Correlation Between Apple and PLAYMATES TOYS
Can any of the company-specific risk be diversified away by investing in both Apple and PLAYMATES TOYS at the same time? Although using a correlation coefficient on its own may not help to predict future stock returns, this module helps to understand the diversifiable risk of combining Apple and PLAYMATES TOYS into the same portfolio, which is an essential part of the fundamental portfolio management process.
By analyzing existing cross correlation between Apple Inc and PLAYMATES TOYS, you can compare the effects of market volatilities on Apple and PLAYMATES TOYS and check how they will diversify away market risk if combined in the same portfolio for a given time horizon. You can also utilize pair trading strategies of matching a long position in Apple with a short position of PLAYMATES TOYS. Check out your portfolio center. Please also check ongoing floating volatility patterns of Apple and PLAYMATES TOYS.
Diversification Opportunities for Apple and PLAYMATES TOYS
0.06 | Correlation Coefficient |
Significant diversification
The 3 months correlation between Apple and PLAYMATES is 0.06. Overlapping area represents the amount of risk that can be diversified away by holding Apple Inc and PLAYMATES TOYS in the same portfolio, assuming nothing else is changed. The correlation between historical prices or returns on PLAYMATES TOYS and Apple is a relative statistical measure of the degree to which these equity instruments tend to move together. The correlation coefficient measures the extent to which returns on Apple Inc are associated (or correlated) with PLAYMATES TOYS. Values of the correlation coefficient range from -1 to +1, where. The correlation of zero (0) is possible when the price movement of PLAYMATES TOYS has no effect on the direction of Apple i.e., Apple and PLAYMATES TOYS go up and down completely randomly.

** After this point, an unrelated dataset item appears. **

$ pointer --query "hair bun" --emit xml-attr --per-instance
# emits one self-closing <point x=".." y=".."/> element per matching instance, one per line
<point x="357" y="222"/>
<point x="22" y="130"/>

Pair Corralation between Apple and PLAYMATES TOYS
Assuming the 90 days trading horizon Apple Inc is expected to generate 0.34 times more return on investment than PLAYMATES TOYS. However, Apple Inc is 2.97 times less risky than PLAYMATES TOYS. It trades about 0.57 of its potential returns per unit of risk. PLAYMATES TOYS is currently generating about -0.14 per unit of risk. If you would invest 20,880 in Apple Inc on September 12, 2024 and sell it today you would earn a total of 2,650 from holding Apple Inc or generate 12.69% return on investment over 90 days.
Time Period | 3 Months [change] |
Direction | Moves Together |
Strength | Insignificant |
Accuracy | 100.0% |
Values | Daily Returns |
Apple Inc vs. PLAYMATES TOYS
Performance |
Timeline |
Apple Inc |
PLAYMATES TOYS |
Apple and PLAYMATES TOYS Volatility Contrast
Predicted Return Density |
Returns |
Pair Trading with Apple and PLAYMATES TOYS
The main advantage of trading using opposite Apple and PLAYMATES TOYS positions is that it hedges away some unsystematic risk. Because of two separate transactions, even if Apple position performs unexpectedly, PLAYMATES TOYS can make up some of the losses. Pair trading also minimizes risk from directional movements in the market. For example, if an entire industry or sector drops because of unexpected headlines, the short position in PLAYMATES TOYS will offset losses from the drop in PLAYMATES TOYS's long position.Apple vs. ON SEMICONDUCTOR | Apple vs. Burlington Stores | Apple vs. National Retail Properties | Apple vs. Goosehead Insurance |
PLAYMATES TOYS vs. Apple Inc | PLAYMATES TOYS vs. Apple Inc | PLAYMATES TOYS vs. Apple Inc | PLAYMATES TOYS vs. Apple Inc |
Check out your portfolio center.Note that this page's information should be used as a complementary analysis to find the right mix of equity instruments to add to your existing portfolios or create a brand new portfolio. You can also try the CEOs Directory module to screen CEOs from public companies around the world.